Alte ins Viertel!

■ Einen Steinwurf vom „Gifteck“ entfernt wurde das „Haus im Viertel“ eröffnet, ein Altenwohnprojekt, das die Lücke zwischen Zuhause und Altersheim besetzt

Wer am Leben bleibt, muß noch lange nicht im Leben bleiben. Das wissen besonders gut alle Alten, die ausrangiert und weggeschubst in irgendeinem Altersheim verschimmeln. Vergangene Woche hatte Sozialsenatorin Tine Wischer für Alte, die „im Leben bleiben wollen“, ein Angebot: „Wohnen am Puls unserer Stadt“. Nämlicher Puls klopft, davon sind zumindest alle Viertelbewohner überzeugt, ausschließlich zwischen Goethetheater und St. Jürgen-Krankenhaus, im „Viertel“. Das „Haus im Viertel“ ist ein Altenwohnprojekt für Leute ab 60, die zunächst nur unter netten Nachbarn nett wohnen wollen. Die aber für den voraussehbaren Fall, daß der Alltag mühsamer und die Organe müder werden, auf ein Serviceangebot zurückgreifen können möchten. Am Freitag wurde das Wohnprojekt der Bremer Heimstiftung, auf dem ehemaligen Betriebsgelände der Tenter-Bäckerei, zwischen Seilerstraße, Taubenstraße und dem Krummen Arm gelegen, offiziell und feierlich eröffnet.

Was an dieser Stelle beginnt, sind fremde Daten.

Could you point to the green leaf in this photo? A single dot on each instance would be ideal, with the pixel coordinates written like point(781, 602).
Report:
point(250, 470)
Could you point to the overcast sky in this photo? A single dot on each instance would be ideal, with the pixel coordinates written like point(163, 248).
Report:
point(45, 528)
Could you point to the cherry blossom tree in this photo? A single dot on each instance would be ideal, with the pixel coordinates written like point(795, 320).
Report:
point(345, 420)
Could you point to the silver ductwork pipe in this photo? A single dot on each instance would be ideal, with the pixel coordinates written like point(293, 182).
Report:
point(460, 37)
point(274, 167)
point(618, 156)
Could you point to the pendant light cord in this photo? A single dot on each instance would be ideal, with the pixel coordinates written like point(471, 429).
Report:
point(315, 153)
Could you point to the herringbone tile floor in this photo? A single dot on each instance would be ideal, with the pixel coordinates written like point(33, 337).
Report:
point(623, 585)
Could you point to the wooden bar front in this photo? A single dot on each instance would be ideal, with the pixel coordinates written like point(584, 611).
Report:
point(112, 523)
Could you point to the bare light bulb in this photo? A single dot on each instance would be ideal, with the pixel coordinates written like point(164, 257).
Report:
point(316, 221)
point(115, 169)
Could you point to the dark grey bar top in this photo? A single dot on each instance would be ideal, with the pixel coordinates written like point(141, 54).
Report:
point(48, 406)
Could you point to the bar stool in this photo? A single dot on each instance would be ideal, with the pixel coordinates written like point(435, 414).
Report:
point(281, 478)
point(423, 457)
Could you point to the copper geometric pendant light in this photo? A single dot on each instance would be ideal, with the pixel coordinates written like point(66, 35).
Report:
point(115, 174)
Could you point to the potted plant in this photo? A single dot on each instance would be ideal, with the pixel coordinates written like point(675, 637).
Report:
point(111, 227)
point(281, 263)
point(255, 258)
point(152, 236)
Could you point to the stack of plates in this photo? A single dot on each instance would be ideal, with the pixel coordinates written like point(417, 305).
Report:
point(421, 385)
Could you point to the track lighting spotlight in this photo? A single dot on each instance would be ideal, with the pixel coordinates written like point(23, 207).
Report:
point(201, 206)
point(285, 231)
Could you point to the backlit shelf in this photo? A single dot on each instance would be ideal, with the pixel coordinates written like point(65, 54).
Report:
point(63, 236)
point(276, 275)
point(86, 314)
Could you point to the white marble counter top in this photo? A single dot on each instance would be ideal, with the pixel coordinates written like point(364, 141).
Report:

Das Haus im Viertel – in dem auch namhafte taz-AutorInnen ihre Eltern untergebracht haben – liegt einen Steinwurf entfernt von der „Gifteck“ genannten, randalegewohnten Sielwallkreuzung. Im Hausprospekt liest man von Attraktivität durch Citynähe und Erholungs- und Grünflächen an der Weser. Und der Stadtteil sei „lebendig“, was man natürlich auch als Drohung verstehen kann. Doch zum Leben gehört Mut. Und zum Puls gehören leider auch Einstichlöcher.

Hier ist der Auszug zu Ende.